Edit: AMEN Sarah… I always wonder why people dont report obvious trolls.
I have to say that being overweight has nothing to do with smothering your child… it is how heavy you sleep. I am overweight by about 50lbs and I sleep with my son darn near under me, lol… my hubby always says – if he could find a way to crawl back in you would let him, lol…. anyway, I sleep very lightly… as soon as he is kicking my first reaction is to reach up and find his mouth to make sure he is not getting smothered, most times he just lost his binky. (pacifier). I am actually stiff as all hell from sleeping so still all night. He slept through the night one night and my muscles are still so sore!
If you are overweight dont give up cosleeping just for that reason, if you arent comfy with it so be it, but dont let people tell you that because you are overweight you cant do it. I am here to tell you that I am a pudgy mom that has slept with him literally since day one. I had him sleep on my chest in the hospital, he never spent a night in his bassinet.
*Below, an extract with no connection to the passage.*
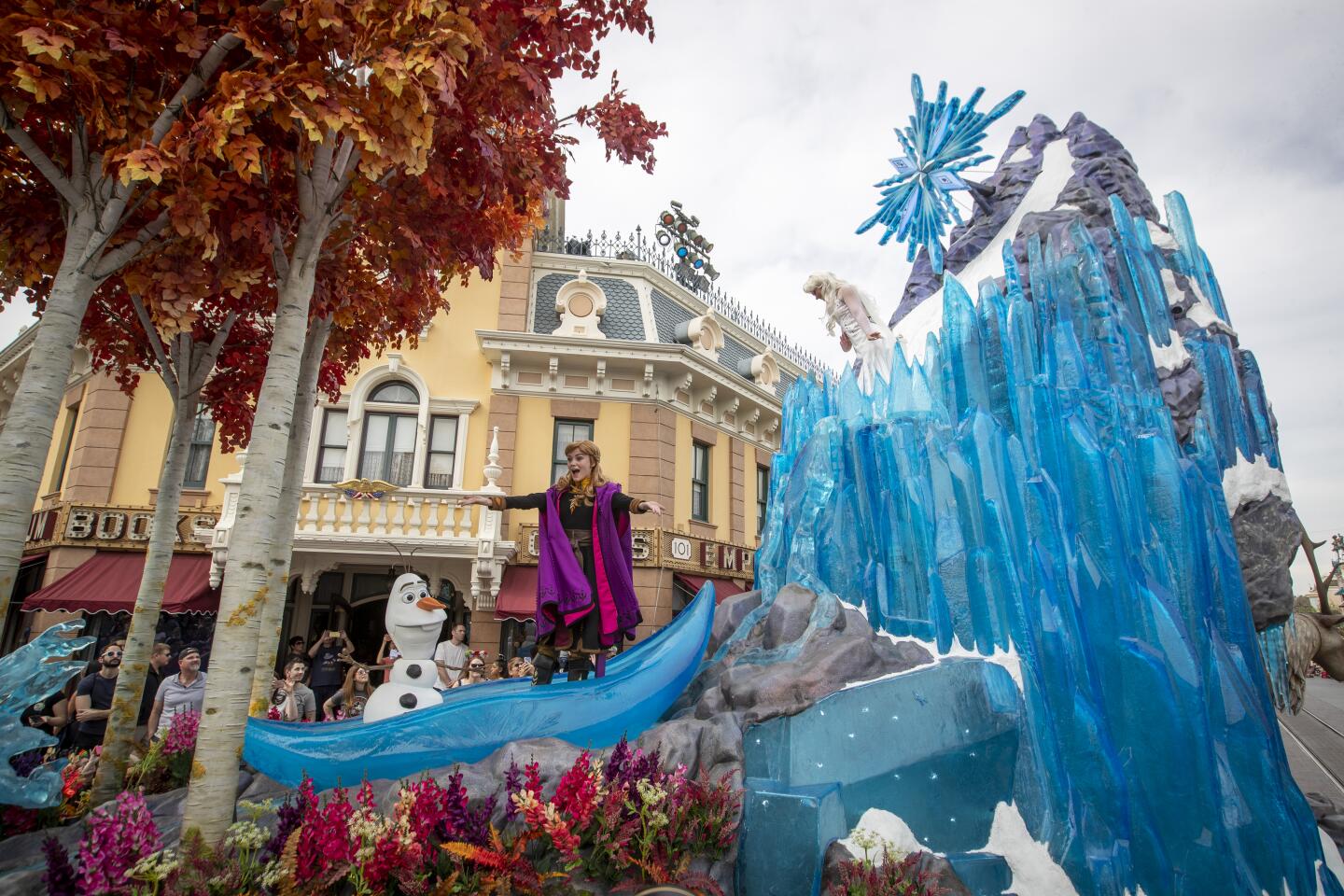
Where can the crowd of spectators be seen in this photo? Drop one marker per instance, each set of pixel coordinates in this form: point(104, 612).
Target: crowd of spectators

Those are things you never get back.
Let that one poster be judgmental, it is always those kinds of people who end up on the Maury show after one kid being lifted by a crane to the fat farm.
April 28th, 2010 at 3:34 pm
Obber-Not all American mothers feel that way.
I co-slept with my twins for almost a year.
April 28th, 2010 at 4:16 pm
I decided not to co-sleep for two reasons. First is it is hard habit to break when started. Second was not that it was a SID risk but a risk of suffocation. You even mention co-sleeping deaths and not all of co-sleeping deaths occur when a person is drunk or high. I felt if I could do something to prevent my child from being at risk I would do so. I felt co-sleeping for us was just not a good idea. I like to many blankets and pillows on the bed for it to be safe. Often people refer to the deaths as SIDS and you are correct when saying that is not the case. Also people assume the risk is from rolling on them but again the main cause of death is suffocation ( in the pillows, blankets, between the mattress and wall etc). Some deaths have happened from the rolling though. Yes Mothers instinct is a good preventative measure for this but it has happened not only from a drunk but from a highly exhausted sober parent. So all things considered I chose not to not from a SID fear but for the safety of my child- she could easily suffocate in my bed. What I do is get some cuddle time in the evening where we lay on the bed cuddling, singing, talking and relaxing. We love this awake bonding time and then go to sleep in our own beds where we both sleep good. It really is personal choice and how one feels comfortable. But you are right most deaths are not SIDS but suffocation
April 28th, 2010 at 5:02 pm
I was led to believe it does increase the risk of cot death, I know studies done in new zealand a good few years ago, it was proved to increase the risk of cot death, why take the risk??